42. A compiler system as recited in claim 41, wherein the locale-sensitive content is placed in a separate file, and the references comprise a pointer to that file.

43. A compiler system as recited in claim 41, wherein the locale-sensitive content is placed in a separate data structure, and the references comprise function calls that, when executed, obtain the associated locale-sensitive content from the data structure and insert the associated locale-sensitive content into the source code.

44. A compiler system as recited in claim 41, further comprising:

a call library to store function calls; and

the content analyzer replaces the locale-sensitive content with one or more function calls from the call library, the function calls being configured such that, when executed, the function calls reinsert the locale-sensitive content back into the source code.

45. A system comprising:

a resource bundle containing locale-specific content that is authored for a particular locale; and

a resource bundle manager to populate a locale-independent document core with the locale-sensitive content in the resource bundle to produce a computer-servable document that is suitable to be served to the particular locale.

46. A system as recited in claim 45, wherein the resource bundle is embodied as one of a structured text file or a database file.

47. A system as recited in claim 45, wherein the locale-specific content comprises natural language text.

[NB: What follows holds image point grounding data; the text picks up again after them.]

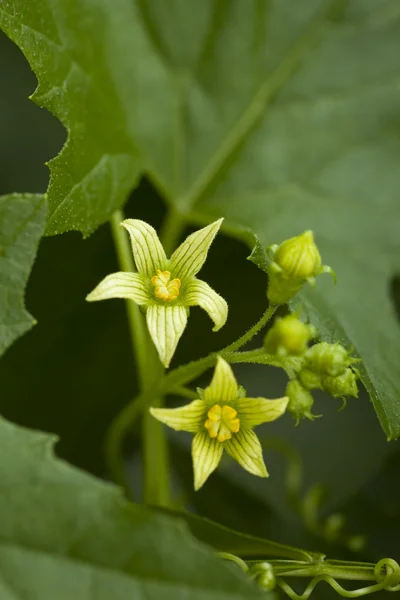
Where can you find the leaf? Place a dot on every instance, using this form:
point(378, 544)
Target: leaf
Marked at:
point(225, 539)
point(22, 221)
point(85, 58)
point(76, 537)
point(304, 137)
point(279, 117)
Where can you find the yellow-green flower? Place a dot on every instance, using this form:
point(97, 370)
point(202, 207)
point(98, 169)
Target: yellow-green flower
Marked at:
point(166, 288)
point(223, 419)
point(293, 262)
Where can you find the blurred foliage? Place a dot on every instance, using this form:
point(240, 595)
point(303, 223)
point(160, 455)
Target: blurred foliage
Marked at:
point(74, 372)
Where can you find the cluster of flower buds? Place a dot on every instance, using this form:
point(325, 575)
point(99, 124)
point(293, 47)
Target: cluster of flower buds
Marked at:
point(322, 366)
point(293, 263)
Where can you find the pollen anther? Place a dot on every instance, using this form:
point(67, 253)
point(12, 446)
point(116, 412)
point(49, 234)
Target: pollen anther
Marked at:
point(165, 288)
point(222, 422)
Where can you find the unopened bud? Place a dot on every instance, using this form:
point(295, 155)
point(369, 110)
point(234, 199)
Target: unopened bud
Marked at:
point(294, 262)
point(263, 573)
point(300, 401)
point(288, 336)
point(310, 380)
point(328, 359)
point(299, 257)
point(341, 386)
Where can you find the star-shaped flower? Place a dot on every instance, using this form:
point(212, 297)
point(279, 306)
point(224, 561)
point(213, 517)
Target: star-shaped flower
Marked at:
point(166, 288)
point(223, 418)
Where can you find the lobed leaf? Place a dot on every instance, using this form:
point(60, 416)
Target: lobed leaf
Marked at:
point(73, 536)
point(22, 221)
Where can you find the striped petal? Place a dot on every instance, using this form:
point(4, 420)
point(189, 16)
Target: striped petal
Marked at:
point(147, 250)
point(206, 455)
point(188, 259)
point(254, 411)
point(246, 449)
point(166, 325)
point(223, 387)
point(185, 418)
point(199, 293)
point(121, 285)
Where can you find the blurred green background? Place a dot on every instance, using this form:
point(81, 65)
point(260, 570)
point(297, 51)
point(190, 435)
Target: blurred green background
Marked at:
point(73, 372)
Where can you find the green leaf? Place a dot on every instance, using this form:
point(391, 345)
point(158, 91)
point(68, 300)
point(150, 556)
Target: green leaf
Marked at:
point(304, 137)
point(279, 117)
point(85, 56)
point(22, 221)
point(73, 536)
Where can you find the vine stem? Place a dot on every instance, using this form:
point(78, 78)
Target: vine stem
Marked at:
point(137, 327)
point(156, 489)
point(246, 337)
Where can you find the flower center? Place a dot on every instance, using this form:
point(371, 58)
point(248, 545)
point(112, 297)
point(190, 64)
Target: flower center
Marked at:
point(165, 288)
point(222, 422)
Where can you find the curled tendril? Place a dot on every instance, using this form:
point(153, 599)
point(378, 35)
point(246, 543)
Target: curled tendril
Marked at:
point(386, 572)
point(308, 506)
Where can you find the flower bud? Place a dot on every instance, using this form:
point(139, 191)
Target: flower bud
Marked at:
point(280, 289)
point(288, 336)
point(265, 576)
point(341, 386)
point(300, 401)
point(310, 380)
point(294, 262)
point(328, 359)
point(298, 257)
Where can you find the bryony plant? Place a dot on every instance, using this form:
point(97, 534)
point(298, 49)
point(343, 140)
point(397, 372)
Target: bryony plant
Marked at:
point(223, 419)
point(166, 288)
point(292, 263)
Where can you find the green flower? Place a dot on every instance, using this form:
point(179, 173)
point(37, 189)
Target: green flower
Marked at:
point(293, 262)
point(223, 419)
point(166, 288)
point(288, 336)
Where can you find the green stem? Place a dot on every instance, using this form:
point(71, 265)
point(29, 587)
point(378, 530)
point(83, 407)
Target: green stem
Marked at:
point(337, 569)
point(137, 328)
point(252, 331)
point(156, 486)
point(171, 230)
point(174, 379)
point(155, 456)
point(334, 584)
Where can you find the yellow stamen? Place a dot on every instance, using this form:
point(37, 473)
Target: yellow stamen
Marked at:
point(165, 288)
point(222, 422)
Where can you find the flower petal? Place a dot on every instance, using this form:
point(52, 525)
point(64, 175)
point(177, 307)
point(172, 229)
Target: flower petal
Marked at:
point(185, 418)
point(254, 411)
point(245, 447)
point(206, 455)
point(199, 293)
point(147, 250)
point(223, 386)
point(166, 325)
point(121, 285)
point(190, 256)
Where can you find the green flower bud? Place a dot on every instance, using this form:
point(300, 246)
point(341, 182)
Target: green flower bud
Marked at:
point(341, 386)
point(298, 257)
point(328, 359)
point(310, 380)
point(264, 575)
point(288, 336)
point(300, 401)
point(294, 262)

48. A system as recited in claim 45, wherein the document core contains source code and function calls embedded within the source code, the resource bundle manager being configured to execute the function calls to reinsert associated locale-specific content into the document core.

49. A system comprising:

compilation means for compiling a computer-servable document written for a particular locale to extract any locale-sensitive content, the compilation means producing a compiled document with locale-independent elements; and

storage means for storing the locale-sensitive content extracted from the computer-servable document in a data structure separate from the compiled document.

50. A system as recited in claim 49, wherein the compilation means comprises substitution means for substituting a reference in place of the locale-sensitive content in the compiled document, the reference identifying the locale-sensitive content extracted form the compiled document.

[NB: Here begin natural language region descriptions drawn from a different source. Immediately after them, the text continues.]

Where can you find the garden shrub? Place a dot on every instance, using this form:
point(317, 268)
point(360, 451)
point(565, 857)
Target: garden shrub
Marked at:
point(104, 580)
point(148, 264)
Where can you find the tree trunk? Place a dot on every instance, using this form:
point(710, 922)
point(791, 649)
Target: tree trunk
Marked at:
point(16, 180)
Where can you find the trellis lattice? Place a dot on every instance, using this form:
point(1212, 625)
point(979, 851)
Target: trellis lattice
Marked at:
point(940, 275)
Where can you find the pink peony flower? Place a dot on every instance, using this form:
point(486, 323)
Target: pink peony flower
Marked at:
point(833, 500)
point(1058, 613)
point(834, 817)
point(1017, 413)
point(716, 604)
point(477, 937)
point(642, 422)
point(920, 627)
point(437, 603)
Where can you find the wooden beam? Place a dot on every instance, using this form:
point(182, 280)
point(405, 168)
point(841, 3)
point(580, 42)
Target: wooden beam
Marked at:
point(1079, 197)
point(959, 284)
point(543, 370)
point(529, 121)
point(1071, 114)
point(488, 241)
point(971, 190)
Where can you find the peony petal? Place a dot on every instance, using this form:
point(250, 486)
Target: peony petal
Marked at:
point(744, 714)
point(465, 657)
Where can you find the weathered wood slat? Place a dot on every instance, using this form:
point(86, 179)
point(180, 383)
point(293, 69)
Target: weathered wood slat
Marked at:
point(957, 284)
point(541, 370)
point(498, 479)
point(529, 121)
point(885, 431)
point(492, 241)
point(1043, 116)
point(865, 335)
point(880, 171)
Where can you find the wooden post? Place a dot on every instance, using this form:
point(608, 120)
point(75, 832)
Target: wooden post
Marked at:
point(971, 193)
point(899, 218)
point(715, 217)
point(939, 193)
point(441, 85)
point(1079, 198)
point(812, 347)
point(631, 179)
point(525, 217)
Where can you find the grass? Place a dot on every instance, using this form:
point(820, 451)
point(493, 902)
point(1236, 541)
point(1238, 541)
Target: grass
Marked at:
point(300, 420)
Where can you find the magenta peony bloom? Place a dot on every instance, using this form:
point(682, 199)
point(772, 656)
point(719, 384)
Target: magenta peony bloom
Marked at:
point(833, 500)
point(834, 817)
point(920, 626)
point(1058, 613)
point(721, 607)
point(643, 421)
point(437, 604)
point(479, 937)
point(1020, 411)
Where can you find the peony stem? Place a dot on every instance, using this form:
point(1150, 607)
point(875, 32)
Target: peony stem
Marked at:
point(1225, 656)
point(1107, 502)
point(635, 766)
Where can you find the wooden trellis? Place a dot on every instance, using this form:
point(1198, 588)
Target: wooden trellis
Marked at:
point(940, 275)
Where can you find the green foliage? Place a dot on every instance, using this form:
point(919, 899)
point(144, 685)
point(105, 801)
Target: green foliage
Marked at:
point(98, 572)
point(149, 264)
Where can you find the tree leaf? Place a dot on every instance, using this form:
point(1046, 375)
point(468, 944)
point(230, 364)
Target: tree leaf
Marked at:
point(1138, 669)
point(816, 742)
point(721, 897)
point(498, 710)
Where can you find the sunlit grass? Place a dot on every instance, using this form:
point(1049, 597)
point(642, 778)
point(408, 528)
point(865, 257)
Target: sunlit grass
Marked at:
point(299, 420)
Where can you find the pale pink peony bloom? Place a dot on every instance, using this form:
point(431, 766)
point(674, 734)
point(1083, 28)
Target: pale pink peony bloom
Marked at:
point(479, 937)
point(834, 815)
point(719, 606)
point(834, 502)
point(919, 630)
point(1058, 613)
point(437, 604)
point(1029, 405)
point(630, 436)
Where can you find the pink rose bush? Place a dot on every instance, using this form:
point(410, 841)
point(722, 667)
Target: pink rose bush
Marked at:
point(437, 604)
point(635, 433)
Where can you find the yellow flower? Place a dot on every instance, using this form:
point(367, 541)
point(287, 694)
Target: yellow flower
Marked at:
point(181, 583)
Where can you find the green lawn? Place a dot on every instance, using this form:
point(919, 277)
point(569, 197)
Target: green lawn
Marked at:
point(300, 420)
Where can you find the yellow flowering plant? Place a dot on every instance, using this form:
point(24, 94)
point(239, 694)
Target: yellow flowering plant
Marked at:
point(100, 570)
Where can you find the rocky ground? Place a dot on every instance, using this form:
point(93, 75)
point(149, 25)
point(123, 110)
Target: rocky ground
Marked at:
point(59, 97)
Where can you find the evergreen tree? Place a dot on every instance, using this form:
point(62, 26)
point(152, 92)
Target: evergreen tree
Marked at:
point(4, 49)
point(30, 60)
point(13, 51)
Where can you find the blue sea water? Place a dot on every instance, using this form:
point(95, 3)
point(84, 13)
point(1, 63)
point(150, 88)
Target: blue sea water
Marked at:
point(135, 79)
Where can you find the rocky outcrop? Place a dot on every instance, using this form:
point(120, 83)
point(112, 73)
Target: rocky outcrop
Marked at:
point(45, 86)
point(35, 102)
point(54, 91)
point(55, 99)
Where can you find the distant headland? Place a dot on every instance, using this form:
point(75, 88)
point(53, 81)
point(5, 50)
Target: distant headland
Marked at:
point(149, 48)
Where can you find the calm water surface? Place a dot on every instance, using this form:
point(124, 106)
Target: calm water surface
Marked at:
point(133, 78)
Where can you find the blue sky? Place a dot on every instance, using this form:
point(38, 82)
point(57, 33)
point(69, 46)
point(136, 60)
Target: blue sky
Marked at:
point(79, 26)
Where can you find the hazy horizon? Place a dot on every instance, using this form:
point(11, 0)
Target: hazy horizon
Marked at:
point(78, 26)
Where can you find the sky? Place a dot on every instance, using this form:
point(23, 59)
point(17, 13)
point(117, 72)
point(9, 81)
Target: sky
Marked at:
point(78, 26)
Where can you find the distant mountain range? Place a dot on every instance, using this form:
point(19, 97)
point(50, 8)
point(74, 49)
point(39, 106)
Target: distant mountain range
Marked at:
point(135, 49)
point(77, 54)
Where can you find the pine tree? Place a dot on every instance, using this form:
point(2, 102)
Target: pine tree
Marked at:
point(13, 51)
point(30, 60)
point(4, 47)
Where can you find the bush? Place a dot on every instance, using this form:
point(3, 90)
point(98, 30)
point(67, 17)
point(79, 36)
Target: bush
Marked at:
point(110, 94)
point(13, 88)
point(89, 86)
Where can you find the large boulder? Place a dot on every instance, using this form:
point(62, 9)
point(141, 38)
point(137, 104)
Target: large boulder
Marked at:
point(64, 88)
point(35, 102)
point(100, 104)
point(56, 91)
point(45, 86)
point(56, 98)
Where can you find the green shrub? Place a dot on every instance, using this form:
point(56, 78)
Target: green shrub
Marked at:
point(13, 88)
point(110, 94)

51. A system as recited in claim 49, further comprising runtime means for populating, at runtime, the compiled document with the locale-sensitive content to reconstruct the computer-servable document.

52. A system as recited in claim 49, wherein the locale-sensitive content is translated in to a second version for use in a second locale, further comprising runtime means for populating, at runtime, the compiled document with the second version of the locale-sensitive content to construct a computer-servable document that can be served to the second locale.

53. A system comprising:

retrieval means for retrieving a document core containing locale-independent elements; and

populating means for populating the document with locale-sensitive content to produce a computer-servable document that is appropriate for serving to a particular locale.

54. A system as recited in claim 53, wherein multiple translations of the locale-sensitive content exist for multiple locales, the populating means comprises populating the document core with a translation of the locale-sensitive content to produce a computer-servable document that is suitable for serving into another locale.

55. One or more computer-readable media comprising computer-executable instructions that, when executed, direct a computer to:

examine source code in a document written for a particular locale;

extract any locale-sensitive content from the source code;

store the locale-sensitive content in a separate file; and

substitute, in place of the locale-sensitive content in the document, a reference to the locale-sensitive content in the separate file.

56. One or more computer-readable media comprising computer-executable instructions that, when executed, direct a computer to:

retrieve a core file containing source code and locale-independent elements; and

populate the core file with locale-sensitive content that is appropriate for a particular locale to produce a document that can be served to the particular locale.